How then can this one motion be both Action and Passion? We must suppose it to be Action in proceeding from an object, and Passion in being directly upon another - though it remains the same motion throughout.

Suppose however Passion to be a different motion from Action: how then does its modification of the patient object change that patient’s character without the agent being affected by the patient? For obviously an agent cannot be passive to the operation it performs upon another. Can it be that the fact of motion existing elsewhere creates the Passion, which was not Passion in the agent?

If the whiteness of the swan, produced by its Reason-Principle, is given at its birth, are we to affirm Passion of the swan on its passing into being? If, on the contrary, the swan grows white after birth, and if there is a cause of that growth and the corresponding result, are we to say that the growth is a Passion? Or must we confine Passion to purely qualitative change?
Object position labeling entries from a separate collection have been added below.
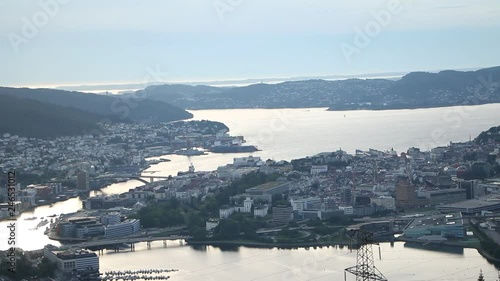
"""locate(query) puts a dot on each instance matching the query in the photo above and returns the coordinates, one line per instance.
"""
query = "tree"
(481, 277)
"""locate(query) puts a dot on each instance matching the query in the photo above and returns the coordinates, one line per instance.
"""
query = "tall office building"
(346, 196)
(82, 180)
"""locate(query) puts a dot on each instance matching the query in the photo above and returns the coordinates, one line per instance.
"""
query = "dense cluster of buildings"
(110, 223)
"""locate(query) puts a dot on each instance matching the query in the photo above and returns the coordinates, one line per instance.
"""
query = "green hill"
(30, 118)
(135, 109)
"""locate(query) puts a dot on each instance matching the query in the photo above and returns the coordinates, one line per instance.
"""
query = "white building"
(386, 202)
(72, 259)
(261, 211)
(111, 218)
(319, 169)
(122, 229)
(349, 210)
(226, 212)
(302, 204)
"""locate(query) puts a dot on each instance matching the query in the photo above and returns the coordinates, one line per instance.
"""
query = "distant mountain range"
(414, 90)
(48, 113)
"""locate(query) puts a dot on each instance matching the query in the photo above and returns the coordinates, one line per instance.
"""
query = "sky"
(75, 42)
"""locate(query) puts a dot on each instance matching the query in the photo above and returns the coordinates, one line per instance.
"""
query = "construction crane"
(365, 269)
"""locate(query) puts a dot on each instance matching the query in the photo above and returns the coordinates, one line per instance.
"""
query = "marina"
(143, 274)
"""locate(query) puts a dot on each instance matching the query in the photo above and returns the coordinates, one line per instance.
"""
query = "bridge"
(140, 178)
(115, 244)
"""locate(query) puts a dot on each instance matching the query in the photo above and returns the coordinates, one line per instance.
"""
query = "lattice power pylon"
(365, 269)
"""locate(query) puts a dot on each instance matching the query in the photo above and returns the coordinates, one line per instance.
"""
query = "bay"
(287, 134)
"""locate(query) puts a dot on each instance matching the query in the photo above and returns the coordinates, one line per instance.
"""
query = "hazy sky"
(63, 42)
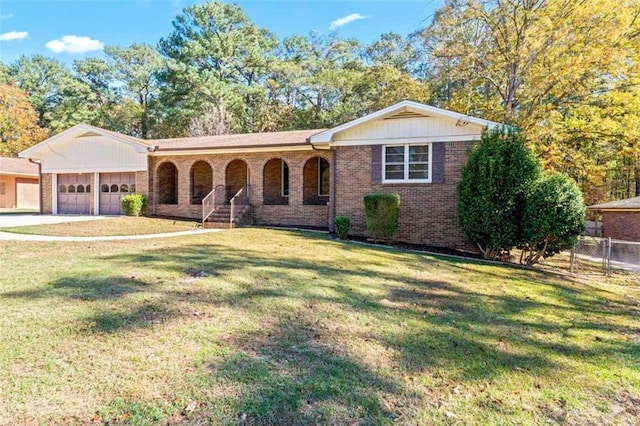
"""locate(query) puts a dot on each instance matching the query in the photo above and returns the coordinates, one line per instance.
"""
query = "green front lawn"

One thing confers beauty and another takes it: is that which takes beauty to be regarded as patient? If then the source of beauty - tin, suppose - should deteriorate or actually disappear, while the recipient - copper - improves, are we to think of the copper as passive and the tin active?
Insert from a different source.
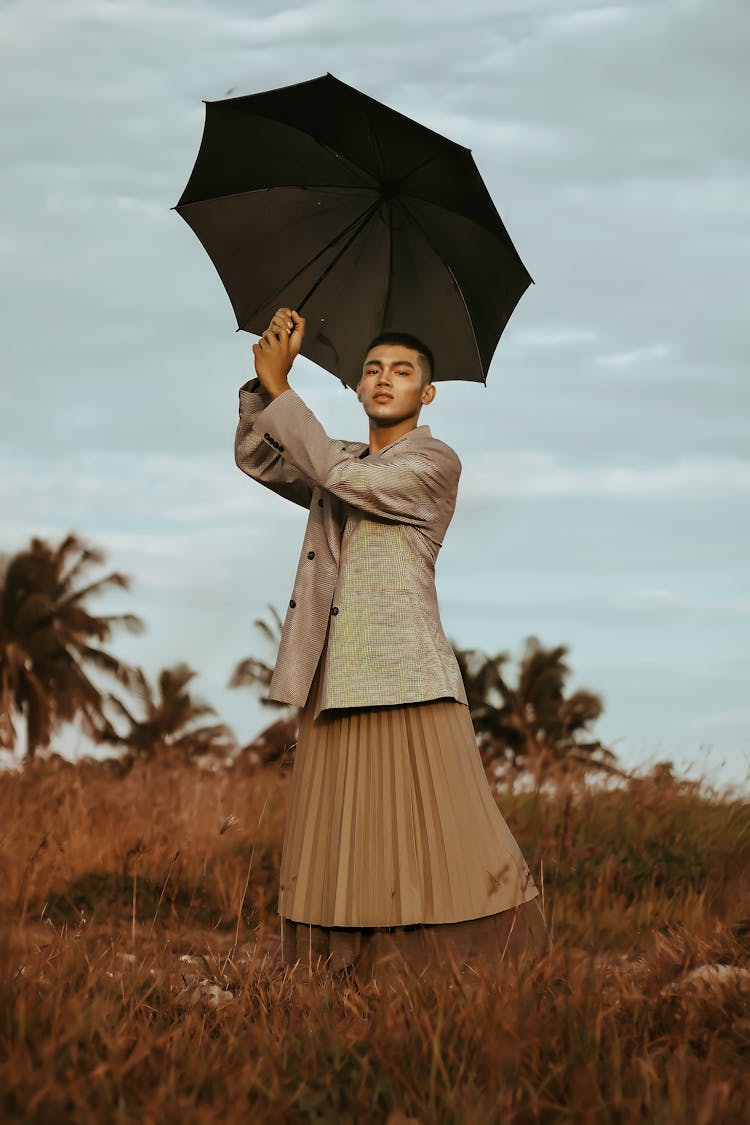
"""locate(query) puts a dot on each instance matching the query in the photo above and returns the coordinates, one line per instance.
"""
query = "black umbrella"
(317, 197)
Take the learner: how can he be regarded as passive, seeing that the Act of the agent passes into him [and becomes his Act]? How can the Act, necessarily a simple entity, be both Act and Passion? No doubt the Act is not in itself a Passion; nonetheless, the learner coming to possess it will be a patient by the fact of his appropriation of an experience from outside: he will not, of course, be a patient in the sense of having himself performed no Act; learning - like seeing - is not analogous to being struck, since it involves the acts of apprehension and recognition.